Traditionally, these sheets have been attributed to the Neapolitan artist of Greek descent, Belisario Corenzio, whose secure works, however, are somewhat different from those in the series, characterized by delicate blue wash contrasting with the fine brown penwork. More convincing has been the attribution, first proposed by Silvia Musella Guida (‘Giovanni Balducci fra Roma e Napoli’, Prospettiva, XXXI, 1982, p. 44), and later defended by Mario Di Giampaolo (op. cit., 1992 and 2010), to the Tuscan-born Giovanni Balducci, who moved to Naples by the end of the 16th Century.

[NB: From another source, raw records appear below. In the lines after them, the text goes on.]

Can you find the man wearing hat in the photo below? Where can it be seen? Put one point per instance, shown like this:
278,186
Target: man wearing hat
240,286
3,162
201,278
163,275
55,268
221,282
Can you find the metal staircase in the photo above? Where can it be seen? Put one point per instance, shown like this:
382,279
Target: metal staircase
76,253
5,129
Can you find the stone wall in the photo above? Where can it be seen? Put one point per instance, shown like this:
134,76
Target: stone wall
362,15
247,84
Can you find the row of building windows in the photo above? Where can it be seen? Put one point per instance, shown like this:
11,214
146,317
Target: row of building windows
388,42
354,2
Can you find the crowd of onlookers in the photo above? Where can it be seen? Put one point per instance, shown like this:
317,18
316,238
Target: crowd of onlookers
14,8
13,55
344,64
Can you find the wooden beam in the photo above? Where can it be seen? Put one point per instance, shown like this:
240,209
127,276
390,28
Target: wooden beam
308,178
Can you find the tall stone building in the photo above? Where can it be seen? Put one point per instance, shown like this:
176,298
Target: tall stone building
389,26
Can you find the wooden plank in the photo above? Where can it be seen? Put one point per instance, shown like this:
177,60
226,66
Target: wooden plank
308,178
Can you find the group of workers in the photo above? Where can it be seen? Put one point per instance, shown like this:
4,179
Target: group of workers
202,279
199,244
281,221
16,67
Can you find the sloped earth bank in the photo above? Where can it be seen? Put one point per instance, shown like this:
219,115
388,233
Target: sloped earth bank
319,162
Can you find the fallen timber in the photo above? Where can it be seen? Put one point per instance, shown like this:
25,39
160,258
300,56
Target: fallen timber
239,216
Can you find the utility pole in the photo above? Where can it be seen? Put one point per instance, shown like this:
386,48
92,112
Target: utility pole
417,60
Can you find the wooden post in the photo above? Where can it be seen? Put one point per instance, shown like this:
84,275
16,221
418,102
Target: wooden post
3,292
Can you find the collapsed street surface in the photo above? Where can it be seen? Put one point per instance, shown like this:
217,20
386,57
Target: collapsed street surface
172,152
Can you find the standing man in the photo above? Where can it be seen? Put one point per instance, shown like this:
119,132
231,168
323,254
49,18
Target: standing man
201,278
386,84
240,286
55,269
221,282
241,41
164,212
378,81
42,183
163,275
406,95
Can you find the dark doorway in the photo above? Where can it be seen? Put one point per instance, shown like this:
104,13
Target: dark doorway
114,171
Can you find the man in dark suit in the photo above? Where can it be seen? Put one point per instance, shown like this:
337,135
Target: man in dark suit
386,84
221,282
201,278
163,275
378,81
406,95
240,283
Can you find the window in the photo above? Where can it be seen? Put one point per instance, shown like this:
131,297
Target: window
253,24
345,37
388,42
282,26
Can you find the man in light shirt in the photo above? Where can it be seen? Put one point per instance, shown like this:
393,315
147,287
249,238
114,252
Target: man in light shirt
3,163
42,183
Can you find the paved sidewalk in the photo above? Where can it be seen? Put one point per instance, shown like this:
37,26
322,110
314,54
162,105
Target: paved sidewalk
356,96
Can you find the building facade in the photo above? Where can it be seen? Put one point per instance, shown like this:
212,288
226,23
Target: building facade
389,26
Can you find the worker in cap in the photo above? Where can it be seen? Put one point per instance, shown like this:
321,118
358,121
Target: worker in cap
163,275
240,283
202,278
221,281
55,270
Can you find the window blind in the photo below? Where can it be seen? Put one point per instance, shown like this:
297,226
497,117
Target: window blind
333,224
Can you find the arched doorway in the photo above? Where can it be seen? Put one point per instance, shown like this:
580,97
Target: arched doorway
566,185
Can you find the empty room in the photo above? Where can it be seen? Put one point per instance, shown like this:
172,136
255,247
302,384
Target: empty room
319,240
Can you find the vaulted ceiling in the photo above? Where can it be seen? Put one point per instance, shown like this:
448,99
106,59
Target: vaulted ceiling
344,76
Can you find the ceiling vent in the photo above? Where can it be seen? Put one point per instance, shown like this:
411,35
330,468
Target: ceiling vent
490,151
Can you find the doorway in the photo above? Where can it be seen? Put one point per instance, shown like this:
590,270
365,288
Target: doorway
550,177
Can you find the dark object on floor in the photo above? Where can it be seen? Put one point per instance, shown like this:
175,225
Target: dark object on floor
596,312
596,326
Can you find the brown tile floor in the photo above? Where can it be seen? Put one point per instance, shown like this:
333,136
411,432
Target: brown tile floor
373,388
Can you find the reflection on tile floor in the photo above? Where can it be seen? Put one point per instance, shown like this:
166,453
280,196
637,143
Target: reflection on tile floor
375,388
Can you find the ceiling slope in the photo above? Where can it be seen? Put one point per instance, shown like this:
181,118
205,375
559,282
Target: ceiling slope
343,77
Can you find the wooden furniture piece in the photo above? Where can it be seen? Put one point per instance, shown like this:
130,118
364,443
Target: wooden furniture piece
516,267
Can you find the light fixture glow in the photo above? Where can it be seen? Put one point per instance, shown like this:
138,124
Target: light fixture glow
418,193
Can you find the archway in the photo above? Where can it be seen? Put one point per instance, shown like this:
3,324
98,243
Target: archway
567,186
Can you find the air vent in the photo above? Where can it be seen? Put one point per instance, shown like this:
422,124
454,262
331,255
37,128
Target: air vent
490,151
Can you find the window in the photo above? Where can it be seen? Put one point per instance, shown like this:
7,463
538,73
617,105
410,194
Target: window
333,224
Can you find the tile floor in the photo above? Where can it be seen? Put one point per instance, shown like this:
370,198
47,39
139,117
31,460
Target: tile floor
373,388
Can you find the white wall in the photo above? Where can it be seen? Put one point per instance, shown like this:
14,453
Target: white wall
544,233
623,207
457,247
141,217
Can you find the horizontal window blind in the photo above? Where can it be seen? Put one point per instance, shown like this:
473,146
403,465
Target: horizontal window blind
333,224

On the basis of an old inscription on one of the sheets, the drawings are generally thought to represent scenes from the life of Don Juan of Austria, natural son of Charles V, and victor of the Turks at the Battle of Lepanto, who resided in Naples in the 1570s. However, the full extent of the narrative and its precise subject deserve to be further studied. It is evident from the squaring in black chalk that the drawings were made in preparation of an ambitious, but as yet to be identified decorative cycle, probably frescoes or tapestries.